Новый импульс расследованию дала информация о шкатулке Рожновской. Она пролила свет на происходящее. Появился мотив, и весьма конкретный. О шкатулке Рожновской, о тайнике, в котором что-то пряталось, я узнал от Коваликов, наконец сам Милевский в разговоре в больнице утвердил меня в мысли, что шкатулка и в самом деле существовала. Тогда я считал, что она и была главной ставкой в турнире.

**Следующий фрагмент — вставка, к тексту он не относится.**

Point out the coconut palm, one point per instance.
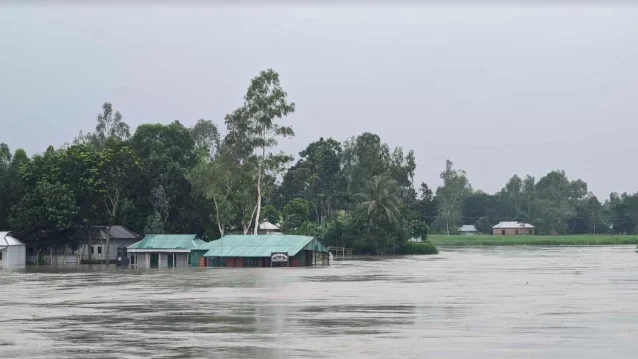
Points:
(379, 200)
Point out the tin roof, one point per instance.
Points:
(168, 241)
(120, 232)
(261, 245)
(505, 225)
(268, 226)
(6, 240)
(467, 228)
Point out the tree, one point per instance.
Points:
(214, 181)
(271, 214)
(255, 126)
(109, 125)
(206, 137)
(296, 214)
(317, 177)
(379, 202)
(379, 208)
(513, 191)
(46, 212)
(426, 205)
(450, 197)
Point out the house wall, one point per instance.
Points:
(14, 256)
(512, 231)
(144, 260)
(112, 248)
(181, 260)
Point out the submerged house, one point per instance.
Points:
(105, 240)
(274, 250)
(512, 229)
(12, 252)
(164, 250)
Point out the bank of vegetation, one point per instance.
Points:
(566, 240)
(227, 175)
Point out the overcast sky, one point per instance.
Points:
(499, 91)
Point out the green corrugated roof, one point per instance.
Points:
(168, 241)
(261, 245)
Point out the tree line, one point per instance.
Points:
(358, 193)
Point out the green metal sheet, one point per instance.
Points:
(261, 245)
(168, 241)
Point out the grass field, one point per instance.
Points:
(572, 240)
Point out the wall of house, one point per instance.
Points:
(512, 231)
(181, 260)
(14, 256)
(84, 249)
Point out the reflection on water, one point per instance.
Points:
(501, 302)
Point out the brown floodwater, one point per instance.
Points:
(495, 302)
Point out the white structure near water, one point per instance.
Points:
(13, 253)
(468, 229)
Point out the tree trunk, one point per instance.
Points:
(261, 168)
(258, 203)
(90, 244)
(219, 225)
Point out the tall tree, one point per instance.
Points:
(206, 137)
(255, 125)
(450, 197)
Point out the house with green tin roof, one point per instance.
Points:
(164, 250)
(269, 250)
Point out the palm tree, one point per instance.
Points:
(380, 206)
(379, 200)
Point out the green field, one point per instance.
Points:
(571, 240)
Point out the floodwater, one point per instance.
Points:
(499, 302)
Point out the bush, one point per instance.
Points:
(426, 247)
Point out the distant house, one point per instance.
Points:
(105, 240)
(164, 250)
(12, 252)
(468, 229)
(269, 228)
(512, 229)
(266, 251)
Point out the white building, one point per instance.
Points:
(13, 253)
(468, 229)
(512, 229)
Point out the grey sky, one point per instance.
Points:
(497, 90)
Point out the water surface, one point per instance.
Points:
(498, 302)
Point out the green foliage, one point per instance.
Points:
(296, 214)
(357, 194)
(271, 214)
(451, 196)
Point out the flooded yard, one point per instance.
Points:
(498, 302)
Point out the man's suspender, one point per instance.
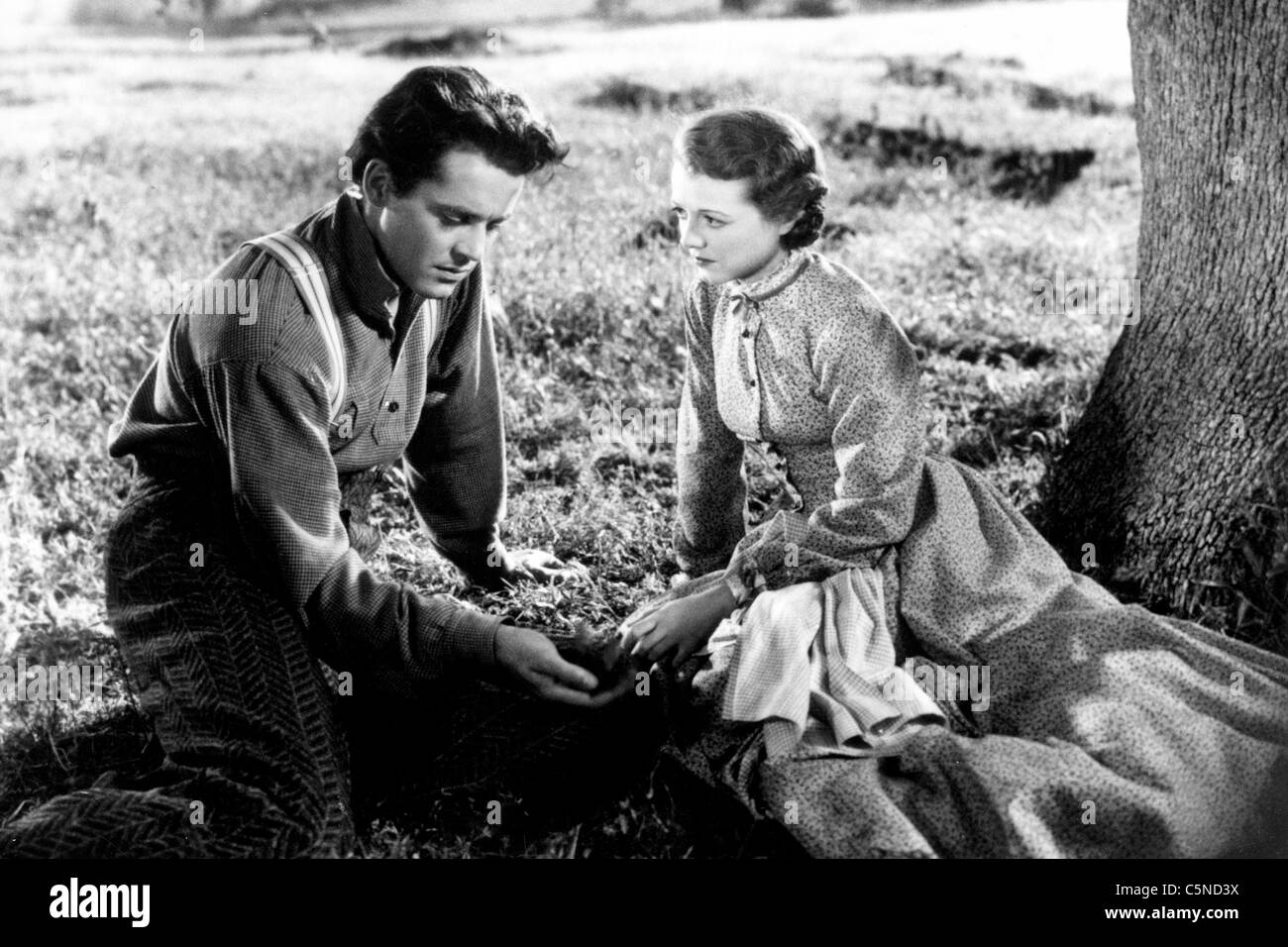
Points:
(301, 262)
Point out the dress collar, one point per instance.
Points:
(774, 282)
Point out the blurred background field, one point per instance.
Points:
(141, 145)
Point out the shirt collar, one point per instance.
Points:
(774, 282)
(373, 289)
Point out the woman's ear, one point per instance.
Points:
(785, 228)
(376, 183)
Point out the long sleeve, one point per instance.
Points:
(712, 488)
(455, 462)
(271, 419)
(868, 377)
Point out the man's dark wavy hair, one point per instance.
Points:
(776, 154)
(436, 108)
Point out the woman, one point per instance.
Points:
(1063, 723)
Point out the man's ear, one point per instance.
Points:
(377, 183)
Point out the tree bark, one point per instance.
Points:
(1188, 428)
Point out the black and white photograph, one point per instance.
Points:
(644, 431)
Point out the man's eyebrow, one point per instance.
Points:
(467, 214)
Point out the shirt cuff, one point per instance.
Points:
(472, 637)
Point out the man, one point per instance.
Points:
(235, 565)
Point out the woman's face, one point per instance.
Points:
(721, 231)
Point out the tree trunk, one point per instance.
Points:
(1184, 444)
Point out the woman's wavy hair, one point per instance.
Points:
(436, 108)
(776, 154)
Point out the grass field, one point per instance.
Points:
(129, 157)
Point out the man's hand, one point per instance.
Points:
(537, 566)
(678, 629)
(533, 661)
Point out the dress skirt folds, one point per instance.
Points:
(1102, 729)
(1063, 722)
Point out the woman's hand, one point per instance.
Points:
(533, 661)
(537, 566)
(681, 628)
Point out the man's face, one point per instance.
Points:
(436, 234)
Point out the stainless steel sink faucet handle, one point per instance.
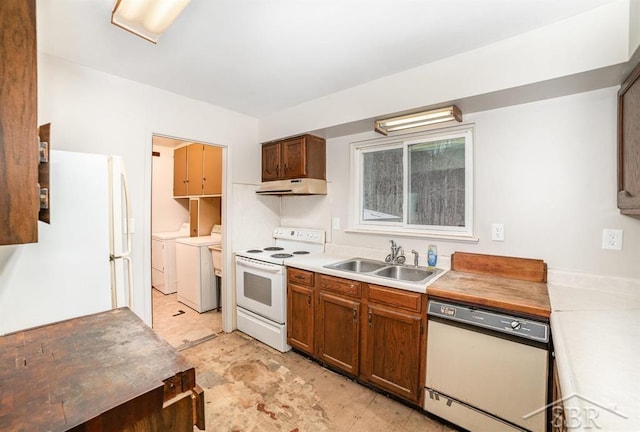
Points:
(394, 250)
(415, 257)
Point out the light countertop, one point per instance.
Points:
(317, 263)
(595, 322)
(596, 334)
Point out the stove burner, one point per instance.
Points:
(281, 256)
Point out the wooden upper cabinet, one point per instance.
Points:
(180, 171)
(194, 169)
(212, 171)
(299, 157)
(629, 145)
(19, 194)
(197, 170)
(271, 161)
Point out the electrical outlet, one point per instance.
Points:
(611, 239)
(497, 232)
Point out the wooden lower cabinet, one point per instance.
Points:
(300, 317)
(373, 333)
(392, 359)
(338, 332)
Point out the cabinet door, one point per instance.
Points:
(271, 161)
(212, 171)
(19, 195)
(180, 171)
(294, 158)
(338, 332)
(300, 313)
(394, 352)
(629, 145)
(195, 155)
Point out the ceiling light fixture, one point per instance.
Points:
(146, 18)
(418, 119)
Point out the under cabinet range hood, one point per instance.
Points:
(301, 186)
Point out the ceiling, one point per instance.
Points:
(258, 57)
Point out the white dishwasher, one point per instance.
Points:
(194, 269)
(487, 371)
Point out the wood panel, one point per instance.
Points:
(509, 295)
(629, 145)
(341, 286)
(180, 171)
(300, 276)
(300, 318)
(19, 196)
(339, 332)
(533, 270)
(271, 161)
(212, 170)
(294, 157)
(195, 156)
(407, 300)
(394, 347)
(103, 378)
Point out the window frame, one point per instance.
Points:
(403, 228)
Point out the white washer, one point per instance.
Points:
(196, 279)
(163, 258)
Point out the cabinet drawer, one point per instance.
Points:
(339, 285)
(302, 277)
(407, 300)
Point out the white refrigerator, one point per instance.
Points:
(81, 263)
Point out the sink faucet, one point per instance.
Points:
(397, 254)
(415, 257)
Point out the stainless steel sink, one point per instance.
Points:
(411, 274)
(358, 265)
(369, 267)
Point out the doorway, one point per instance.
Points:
(187, 201)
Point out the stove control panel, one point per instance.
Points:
(299, 234)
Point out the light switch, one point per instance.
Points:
(497, 232)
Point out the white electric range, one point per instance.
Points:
(261, 283)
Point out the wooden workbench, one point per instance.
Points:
(103, 372)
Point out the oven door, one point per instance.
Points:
(261, 288)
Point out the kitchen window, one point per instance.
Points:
(419, 184)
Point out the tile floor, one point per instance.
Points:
(252, 387)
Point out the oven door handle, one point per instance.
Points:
(264, 267)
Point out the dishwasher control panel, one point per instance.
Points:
(490, 320)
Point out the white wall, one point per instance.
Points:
(94, 112)
(590, 42)
(546, 170)
(167, 213)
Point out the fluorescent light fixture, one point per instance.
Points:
(418, 119)
(147, 18)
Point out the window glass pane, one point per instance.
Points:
(437, 183)
(382, 185)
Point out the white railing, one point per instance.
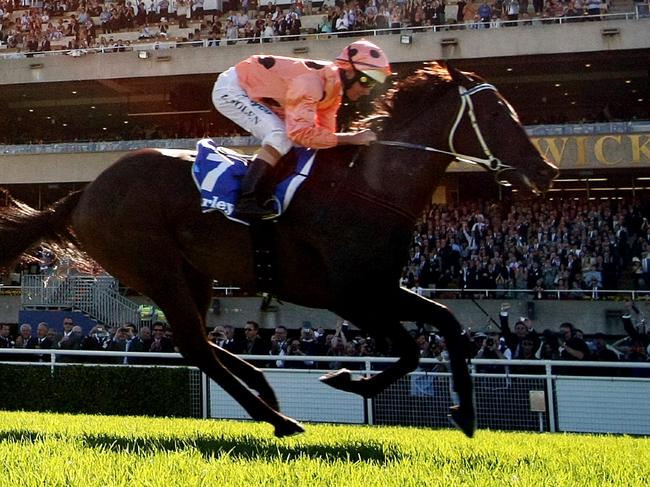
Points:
(161, 46)
(97, 296)
(603, 397)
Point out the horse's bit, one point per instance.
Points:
(490, 162)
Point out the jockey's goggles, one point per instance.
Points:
(365, 81)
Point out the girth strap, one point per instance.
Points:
(264, 256)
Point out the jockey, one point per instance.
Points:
(285, 101)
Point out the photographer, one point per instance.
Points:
(492, 349)
(638, 333)
(549, 348)
(523, 330)
(279, 346)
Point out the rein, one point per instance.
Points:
(490, 162)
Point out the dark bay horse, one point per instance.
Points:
(340, 246)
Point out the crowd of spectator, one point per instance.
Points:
(93, 24)
(566, 248)
(127, 338)
(284, 348)
(523, 342)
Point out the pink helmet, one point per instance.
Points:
(367, 58)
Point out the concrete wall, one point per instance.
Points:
(525, 40)
(590, 316)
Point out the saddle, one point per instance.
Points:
(217, 172)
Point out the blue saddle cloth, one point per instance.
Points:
(217, 173)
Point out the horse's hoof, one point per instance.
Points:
(339, 379)
(464, 420)
(272, 403)
(289, 427)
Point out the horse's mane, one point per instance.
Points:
(404, 99)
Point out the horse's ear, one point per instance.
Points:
(458, 76)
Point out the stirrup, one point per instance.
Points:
(248, 209)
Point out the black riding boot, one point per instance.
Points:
(253, 181)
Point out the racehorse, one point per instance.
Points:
(340, 246)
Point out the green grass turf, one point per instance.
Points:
(43, 449)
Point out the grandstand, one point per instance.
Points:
(580, 85)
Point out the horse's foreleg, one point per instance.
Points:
(417, 308)
(200, 286)
(249, 374)
(403, 345)
(189, 335)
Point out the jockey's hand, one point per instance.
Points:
(364, 137)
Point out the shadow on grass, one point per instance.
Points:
(244, 447)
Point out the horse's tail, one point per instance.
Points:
(22, 227)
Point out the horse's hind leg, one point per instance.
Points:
(416, 308)
(403, 345)
(411, 307)
(175, 298)
(201, 288)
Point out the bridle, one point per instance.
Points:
(490, 162)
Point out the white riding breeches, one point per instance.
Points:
(233, 102)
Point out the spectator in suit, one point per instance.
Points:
(25, 339)
(229, 342)
(160, 342)
(253, 344)
(574, 348)
(523, 331)
(71, 339)
(43, 341)
(5, 336)
(602, 352)
(119, 343)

— Януш с самого начала боялся тебя, — сказала студентка. — Он не говорил, но я это чувствовала. Наоборот, на словах он отзывался о тебе только похвально — и как о человеке, и как о знаменитом детективе.
— Я рад, что оправдал доверие. Да, поначалу он и в самом деле желал мне успеха. Он хотел, чтобы я нашел убийцу его сестры и Марии Решель, которая долгие годы работала в доме его отца и стала почти членом семьи. Но ему бы хотелось, чтобы я сделал это после завершения турнира.
— Он сказал, что не собирался тебя убивать.
— Может, так оно и было. И мне он несколько раз повторил, уже после его ареста: «Я хотел только испугать вас». Что ж, ему это удалось… Но я все-таки считаю, что он промахнулся из-за того, что стрелял из неудобного положения, ну и выпил порядочно. Да и ты говорила, что он был тогда пьян.
— Точно! Они пили с художником, я сама видела, сколько он выпил.
— Думаю, что на трезвую голову он бы не решился на такой шаг. Но что интересно: он считал убийцей своего брата, Нильсона.
— Да, он прямо об этом заявил во время представления, которое ты нам устроил.
— Представления? Ты так это называешь, Павел? Ну пусть будет представление. Сыновья Миллера подозревали друг друга, считая, что только они наследники Нормана Миллера. Боровский воспользовался этим. Когда во время «представления» журналист публично обвинил брата в убийстве сестры и Марии Решель и назвал его психически ненормальным, он знал, что делал. Несколько раз в разговоре с ним я замечал, что убийца наверняка маньяк, сумасшедший.